Kitchenly 434 by Alan Warner
Alan Warner is on top form with this relentless deconstruction of masculine delusion
Every morning, in a sprawling Tudorbethan mansion – a 20th century style that, as its name suggests, combines Tudor and Elizabethan architectural features – Crofton Park wakes up to a Mickey Mouse alarm clock. Crofton is not the owner of Kitchenly Mill Race, this monstrosity of a house; rather he is its butler, a revered position that is, to him anyway, not the same as being the help. Crofton’s boss and Kitchenly’s owner is Marko Morrell, guitarist in the biggest rock band on the planet. On tour or else crashing at one of his numerous pads around the country, Morrell is mostly absent from Kitchenly, leaving Crofton the man of the house.
Buoyed by insufferable self-importance, Crofton maintains Kitchenly, a place so remote that 70s England barely gets through its padlocked gates, moat and acres of sparse Sussex land. Life is as Crofton likes it – stagnant, comfortable, organised – until one night, two local teenage girls clutching Morrell’s records come calling to the house.

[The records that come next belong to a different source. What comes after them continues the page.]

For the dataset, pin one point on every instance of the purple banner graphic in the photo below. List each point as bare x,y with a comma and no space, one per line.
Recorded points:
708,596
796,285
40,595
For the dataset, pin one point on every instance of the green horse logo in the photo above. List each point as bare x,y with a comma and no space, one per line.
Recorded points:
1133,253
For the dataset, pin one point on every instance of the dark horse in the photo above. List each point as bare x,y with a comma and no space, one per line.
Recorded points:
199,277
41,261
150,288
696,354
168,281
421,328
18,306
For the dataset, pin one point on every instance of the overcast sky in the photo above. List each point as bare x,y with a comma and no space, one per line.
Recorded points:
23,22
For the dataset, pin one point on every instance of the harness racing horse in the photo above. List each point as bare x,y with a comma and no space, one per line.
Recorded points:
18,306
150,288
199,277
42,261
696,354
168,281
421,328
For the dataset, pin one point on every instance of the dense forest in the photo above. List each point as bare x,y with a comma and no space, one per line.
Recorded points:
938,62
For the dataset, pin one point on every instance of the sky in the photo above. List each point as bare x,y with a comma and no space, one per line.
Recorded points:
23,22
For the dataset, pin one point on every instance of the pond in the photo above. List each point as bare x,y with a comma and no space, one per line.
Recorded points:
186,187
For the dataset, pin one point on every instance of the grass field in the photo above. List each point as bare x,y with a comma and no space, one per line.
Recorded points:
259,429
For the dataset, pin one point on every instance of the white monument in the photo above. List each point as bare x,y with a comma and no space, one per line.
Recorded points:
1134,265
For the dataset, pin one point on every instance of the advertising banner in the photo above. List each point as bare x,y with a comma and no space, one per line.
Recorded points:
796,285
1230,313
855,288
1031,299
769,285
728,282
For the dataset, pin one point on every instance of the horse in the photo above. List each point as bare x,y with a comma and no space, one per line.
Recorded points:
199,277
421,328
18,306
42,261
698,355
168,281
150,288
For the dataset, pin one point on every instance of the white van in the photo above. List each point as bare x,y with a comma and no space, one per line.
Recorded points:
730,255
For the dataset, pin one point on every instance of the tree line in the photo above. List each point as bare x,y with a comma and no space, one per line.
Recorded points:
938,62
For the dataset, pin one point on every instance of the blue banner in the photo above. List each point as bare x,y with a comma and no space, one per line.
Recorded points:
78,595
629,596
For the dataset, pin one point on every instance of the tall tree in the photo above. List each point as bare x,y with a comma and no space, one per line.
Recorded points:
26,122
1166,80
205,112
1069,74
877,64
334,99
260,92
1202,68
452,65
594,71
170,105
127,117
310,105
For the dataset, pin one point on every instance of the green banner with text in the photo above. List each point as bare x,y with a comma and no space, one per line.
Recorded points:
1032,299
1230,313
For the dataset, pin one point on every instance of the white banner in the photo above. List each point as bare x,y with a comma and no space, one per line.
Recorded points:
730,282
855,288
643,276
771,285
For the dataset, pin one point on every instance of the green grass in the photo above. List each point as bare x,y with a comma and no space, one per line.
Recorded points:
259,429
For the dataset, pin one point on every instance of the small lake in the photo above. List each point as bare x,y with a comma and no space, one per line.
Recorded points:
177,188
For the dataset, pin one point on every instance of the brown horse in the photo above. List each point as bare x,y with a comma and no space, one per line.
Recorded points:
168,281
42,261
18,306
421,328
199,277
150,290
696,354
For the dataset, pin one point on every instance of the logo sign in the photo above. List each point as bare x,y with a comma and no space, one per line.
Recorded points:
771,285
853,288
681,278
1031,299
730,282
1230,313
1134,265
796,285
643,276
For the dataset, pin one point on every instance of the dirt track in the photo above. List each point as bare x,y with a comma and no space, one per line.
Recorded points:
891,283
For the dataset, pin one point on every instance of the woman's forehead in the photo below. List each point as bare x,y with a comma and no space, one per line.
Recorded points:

Kitchenly 434 is narrated by Crofton, a lonely man who hides his northern roots with snobbery by proxy. Through the butler’s narration Alan Warner displays his unique talent for voice, simultaneously relishing in – and satirising – the subgenre of the English country house novel. Kitchenly 434 is a biting, relentless and subtle deconstruction of a particularly English sensibility and a particularly masculine delusion. As funny as it is disturbing, this is Warner on top form.